Re: [IPsec] draft-kivinen-ipsecme-esp-null-heuristics comments
[Date Prev][Date Next][Thread Prev][Thread Next][Date Index][Thread Index]

Re: [IPsec] draft-kivinen-ipsecme-esp-null-heuristics comments



Some comments inline...

Thanks, 
Ken
 
>-----Original Message-----
>From: ipsec-bounces at ietf.org [mailto:ipsec-bounces at ietf.org] On Behalf Of
>Tero Kivinen
>Sent: Tuesday, February 03, 2009 5:12 AM
>To: Dragan Grebovich
>Cc: ipsec at ietf.org
>Subject: [IPsec] draft-kivinen-ipsecme-esp-null-heuristics comments
>
>Dragan Grebovich writes:
>> Hi Tero
>> I reviewed your heuristics draft and I believe it is interesting and
>> doable, however:
>>
>> 1) I believe the actual implementation would require more code than
>> current front-end hardware allows.  The hardware we work with have a
>> limited space for that much heuristics code.   Our preference is to find
>> a quick direct match (in a few instructions max).  We would have to
>> respin hardware to allow your heuristics implementation.  This might not
>> be implementable today, as hardware respins are costly and take
>> relatively long.
>
>In normal cases, I would expect that heuristics are not run on the
>hardware, only the SPI cache is run there (i.e. the Appendix A.1 part
>of the operations). This kind of processing is already run on the
>firewalls, deep inspection devices and so on, usually per TCP flow
>basis. Adding that to be run on per IPsec SA basis should be very
>small addition to the front-end hardware.
>
>Are you saying that even that is too complicated?
Complexity is one thing, but there is a cost vector to consider too and the answer may be different based on the device being targeted. 

Some devices may be capable of doing the heuristics processing in SW as an exception case, whereas other devices (e.g. requiring high bandwidth DPI) need to do this in HW to maintain line rates. 

From a cost perspective, If a device is stateless in nature (e.g. traffic monitoring/logging for auditing purposes), then that device will now need to be stateful to maintain all these (potentially hundreds of thousands) or 3-tuples as state, which may not be practical. 

Cost also reflects expensive SRAM to store these cached policies, which may be pennies, but in a low end NIC can be a cost-inhibitive to implement. 

>
>> 2) On low-end products, e.g. Access (aka Edge) it is unlikely that
>> today's and even tomorrow's implementations will have stateful DPI
>> implemented; these devices have low target COGS and usually do not have
>> simple packet filters and stateless firewalls and signature-based DPI
>> and IDS/IPS.  It is unlikely that this would be the potential
>> implementation target for heuristics, as the cost/price would go up.
>
>If they do not have "simple packet filters and stateless firewalls and
>signature-based DPI and IDS/IPS", then they do not need heuristics at
>all, as there is no need to differentiate the ESP vs ESP-NULL.
>
>Heuristics solution do not require any changes to those low-end
>product. On the other hand the new protocol number for ESP most likely
>will require changes to those devices, as they need to be sure to pass
>that protocol number also.
Any addition of a new protocol will require changes to any device that does not support that protocol, so this argument is not unique to WESP, but applicable to all new protocols - e.g. how would these devices act when seeing the recently introduced HIP protocol or UDP-Lite? If we use this argument that a new protocol addition will impact legacy devices, we should not be allocating ANY new protocols - full stop!

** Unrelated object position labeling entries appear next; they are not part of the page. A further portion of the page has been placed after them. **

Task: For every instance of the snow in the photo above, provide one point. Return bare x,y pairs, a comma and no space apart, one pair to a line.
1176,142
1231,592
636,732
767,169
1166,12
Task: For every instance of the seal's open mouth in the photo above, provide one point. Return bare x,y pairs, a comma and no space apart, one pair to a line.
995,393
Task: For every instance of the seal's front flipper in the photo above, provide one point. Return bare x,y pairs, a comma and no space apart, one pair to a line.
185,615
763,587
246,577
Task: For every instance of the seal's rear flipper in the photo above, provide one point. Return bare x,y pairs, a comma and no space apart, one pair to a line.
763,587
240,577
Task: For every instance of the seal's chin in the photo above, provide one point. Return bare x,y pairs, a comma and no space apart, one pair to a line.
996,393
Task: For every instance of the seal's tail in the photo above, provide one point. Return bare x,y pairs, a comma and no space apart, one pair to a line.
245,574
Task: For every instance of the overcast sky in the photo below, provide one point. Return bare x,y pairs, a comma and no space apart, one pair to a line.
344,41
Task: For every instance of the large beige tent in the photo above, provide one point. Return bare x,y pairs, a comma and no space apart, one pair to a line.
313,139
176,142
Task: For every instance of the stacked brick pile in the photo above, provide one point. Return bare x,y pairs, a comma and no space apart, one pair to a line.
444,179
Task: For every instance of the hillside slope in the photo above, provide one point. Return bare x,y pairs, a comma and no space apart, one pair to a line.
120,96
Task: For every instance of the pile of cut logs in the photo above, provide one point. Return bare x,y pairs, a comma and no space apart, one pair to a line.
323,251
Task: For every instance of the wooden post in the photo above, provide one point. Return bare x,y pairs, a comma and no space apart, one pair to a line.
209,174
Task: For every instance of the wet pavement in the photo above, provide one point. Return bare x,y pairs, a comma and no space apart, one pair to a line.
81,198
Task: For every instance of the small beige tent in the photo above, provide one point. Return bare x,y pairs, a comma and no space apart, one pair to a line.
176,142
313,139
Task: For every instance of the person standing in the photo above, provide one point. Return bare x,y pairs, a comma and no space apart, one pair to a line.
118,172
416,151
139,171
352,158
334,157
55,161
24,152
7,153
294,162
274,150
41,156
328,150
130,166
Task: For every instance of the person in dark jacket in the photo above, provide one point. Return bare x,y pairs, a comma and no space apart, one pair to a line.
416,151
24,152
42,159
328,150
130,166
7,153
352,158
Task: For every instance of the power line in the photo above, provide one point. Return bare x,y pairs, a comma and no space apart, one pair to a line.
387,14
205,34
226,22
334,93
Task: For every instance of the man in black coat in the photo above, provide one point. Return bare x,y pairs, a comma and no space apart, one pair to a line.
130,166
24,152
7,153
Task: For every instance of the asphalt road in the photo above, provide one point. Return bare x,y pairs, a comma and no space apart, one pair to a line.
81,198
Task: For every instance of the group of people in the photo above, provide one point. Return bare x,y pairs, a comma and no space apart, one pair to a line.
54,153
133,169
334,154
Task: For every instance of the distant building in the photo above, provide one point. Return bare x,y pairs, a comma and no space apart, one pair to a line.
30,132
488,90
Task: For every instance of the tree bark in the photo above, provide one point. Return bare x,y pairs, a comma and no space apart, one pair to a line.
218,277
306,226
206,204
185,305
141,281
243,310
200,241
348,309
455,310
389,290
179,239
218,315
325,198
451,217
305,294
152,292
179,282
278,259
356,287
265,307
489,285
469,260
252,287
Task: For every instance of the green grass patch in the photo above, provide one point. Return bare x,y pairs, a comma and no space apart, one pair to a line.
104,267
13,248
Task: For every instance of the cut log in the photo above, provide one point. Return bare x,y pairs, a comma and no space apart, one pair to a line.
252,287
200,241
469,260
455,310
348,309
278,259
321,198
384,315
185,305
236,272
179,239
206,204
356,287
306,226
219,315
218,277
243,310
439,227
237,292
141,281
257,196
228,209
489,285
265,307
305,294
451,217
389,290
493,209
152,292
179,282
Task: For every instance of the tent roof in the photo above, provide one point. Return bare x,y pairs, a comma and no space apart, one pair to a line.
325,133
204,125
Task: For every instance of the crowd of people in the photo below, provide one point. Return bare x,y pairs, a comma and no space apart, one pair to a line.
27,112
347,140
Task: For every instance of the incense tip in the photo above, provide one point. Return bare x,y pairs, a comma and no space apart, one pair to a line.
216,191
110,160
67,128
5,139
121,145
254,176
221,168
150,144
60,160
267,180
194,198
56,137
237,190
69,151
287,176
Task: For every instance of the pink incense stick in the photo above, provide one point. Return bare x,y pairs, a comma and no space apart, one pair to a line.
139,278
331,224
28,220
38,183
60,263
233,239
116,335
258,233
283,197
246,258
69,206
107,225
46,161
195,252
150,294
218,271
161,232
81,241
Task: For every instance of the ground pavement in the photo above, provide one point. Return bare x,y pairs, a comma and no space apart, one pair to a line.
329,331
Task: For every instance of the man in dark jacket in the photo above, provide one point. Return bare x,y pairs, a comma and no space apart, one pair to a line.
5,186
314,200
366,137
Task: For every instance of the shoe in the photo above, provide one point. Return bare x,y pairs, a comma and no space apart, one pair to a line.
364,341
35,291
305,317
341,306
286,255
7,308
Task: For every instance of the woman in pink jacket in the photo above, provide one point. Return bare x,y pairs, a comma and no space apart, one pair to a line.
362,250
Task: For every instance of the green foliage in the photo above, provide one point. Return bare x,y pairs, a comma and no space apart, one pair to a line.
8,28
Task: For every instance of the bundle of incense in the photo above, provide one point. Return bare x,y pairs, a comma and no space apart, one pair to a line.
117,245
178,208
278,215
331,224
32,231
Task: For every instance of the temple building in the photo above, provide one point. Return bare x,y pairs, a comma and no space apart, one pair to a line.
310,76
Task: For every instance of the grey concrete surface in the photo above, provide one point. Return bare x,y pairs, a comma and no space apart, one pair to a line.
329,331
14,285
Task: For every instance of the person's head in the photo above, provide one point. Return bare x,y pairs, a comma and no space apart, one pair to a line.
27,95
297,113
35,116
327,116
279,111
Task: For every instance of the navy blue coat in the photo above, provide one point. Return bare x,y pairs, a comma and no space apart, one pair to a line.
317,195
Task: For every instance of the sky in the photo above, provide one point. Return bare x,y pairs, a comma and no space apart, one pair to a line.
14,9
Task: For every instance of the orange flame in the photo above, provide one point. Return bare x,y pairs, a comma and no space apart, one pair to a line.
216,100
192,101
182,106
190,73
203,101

Also see previous argument for low end devices above.
>
>> 3) High-end products, e.g. Data Center front-ends, would allow a
>> heuristics implementation; it may have a stateful firewall and/or
>> IDS/IPS and other DPI capabilities, however this class of devices is
>> migrating towards virtualized platforms (major vendors are moving in
>> that direction), and they would be terminating tens or even hundreds of
>> thousands of SAs.
>
>Heuristics are not needed on the devices which are terminating IPsec
>SAs. Devices terminating IPsec SAs already know all IPsec SA state,
>thus they do not need heuristics.
>
>Heuristics is only needed on devices which do all the following:
>
>1) Do want to some kind of deep inspection on the ESP-NULL packets.
>
>2) Are on the path of the IPsec flow, but not participating in the
>   IPsec SA (i.e. is not a node where IPsec SA terminates).
>

Agreed - any device terminating the SA has all the info it needs already.

>Note, that usually one IPsec SA has tens or hundreds of the TCP or UDP
>flows inside, thus for each entry added to the SPI cache, the TCP or
>UDP caches require much more. 

This is typically true for VPN/Tunneling, but not true for transport mode, E2E solutions, where an IPsec SA will be as granular as the traffic it is carrying (e.g. TCP port 123 to TCP port 456 between two endpoints). This will result in a 1:1 correlation between a flow and an SA, hence the number of SAs can and will be in the 10s and 100s of thousands, especially at intermediate nodes in the network. 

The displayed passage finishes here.